Assets are best built over time to leverage the power of compounding interest. We analyzed several potential strategies to address the lack of assets and identified the following as promising areas of work to build short-term assets: credit building, including alternative ways of building credit history;[8] expanding the Earned Income Tax Credit (EITC); and reforming asset tests. For long-term asset development, we found the most promising solution to be universal savings accounts.

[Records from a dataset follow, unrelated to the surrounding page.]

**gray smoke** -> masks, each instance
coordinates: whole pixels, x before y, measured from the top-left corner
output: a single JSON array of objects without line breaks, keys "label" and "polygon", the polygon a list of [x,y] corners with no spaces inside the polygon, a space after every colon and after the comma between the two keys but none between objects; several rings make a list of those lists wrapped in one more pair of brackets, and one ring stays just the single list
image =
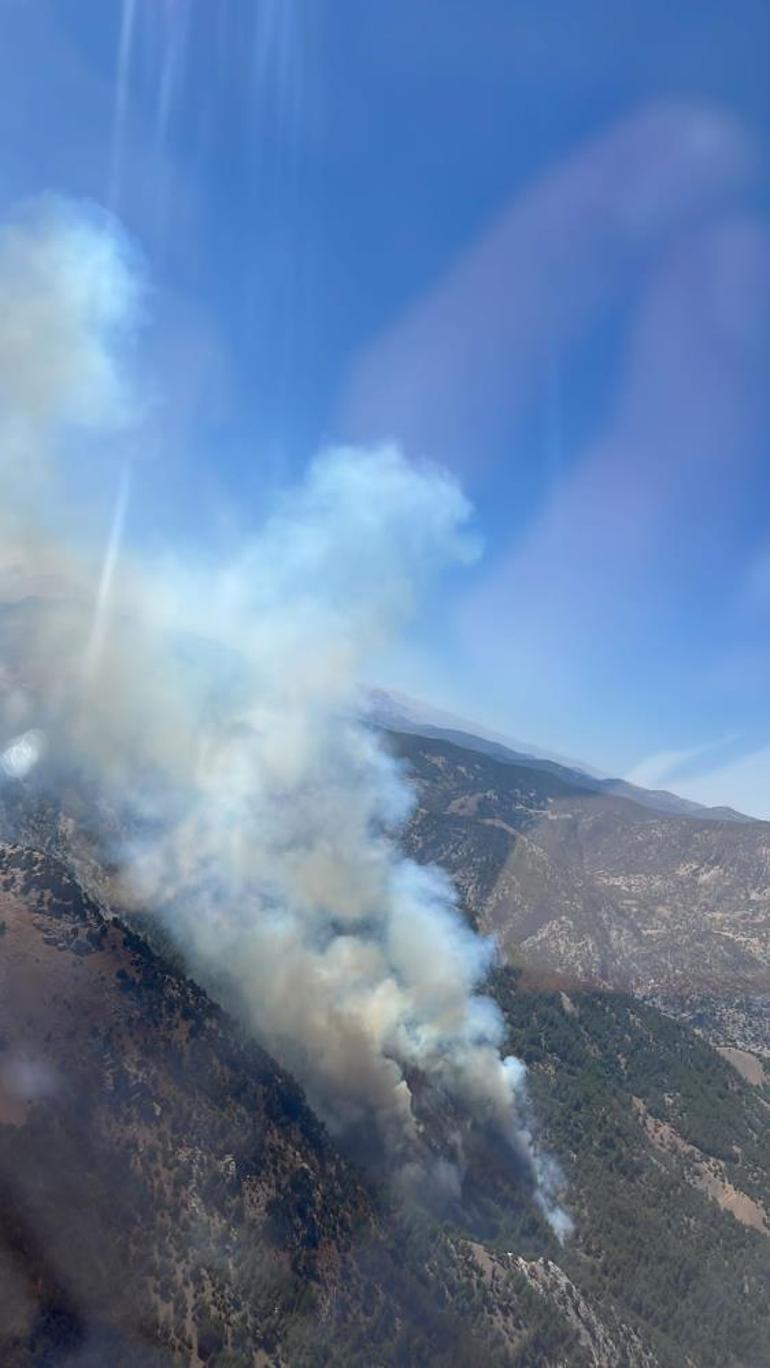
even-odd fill
[{"label": "gray smoke", "polygon": [[[434,576],[473,555],[468,503],[395,447],[331,450],[204,570],[120,555],[123,479],[100,560],[67,512],[62,462],[74,431],[126,423],[119,357],[137,293],[115,231],[55,202],[0,238],[12,494],[0,575],[16,592],[41,576],[60,591],[27,643],[48,744],[135,814],[124,896],[238,1004],[332,1127],[373,1123],[414,1163],[419,1071],[527,1156],[563,1235],[558,1172],[525,1123],[524,1066],[501,1056],[499,1011],[477,992],[494,947],[439,869],[401,855],[409,784],[357,718],[369,662]],[[5,773],[42,754],[36,687],[5,691],[18,733]]]}]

One particularly promising example is the baby bonds[9] policy proposal suggested by professors Darrick Hamilton and William A. Darity. Baby bonds are child trust accounts designed to provide an opportunity for asset development for all newborns regardless of the financial position in which they are born. The baby bonds would set up trusts for all newborns, with an average account of $20,000 for babies born into the poorest families. The accounts would be federally managed and would be accessible when the child becomes an adult to be used for asset-enhancing endeavors such as purchasing a home or starting a new business. This would address one of the main causes of racial wealth inequality: the intergenerational transfer of wealth.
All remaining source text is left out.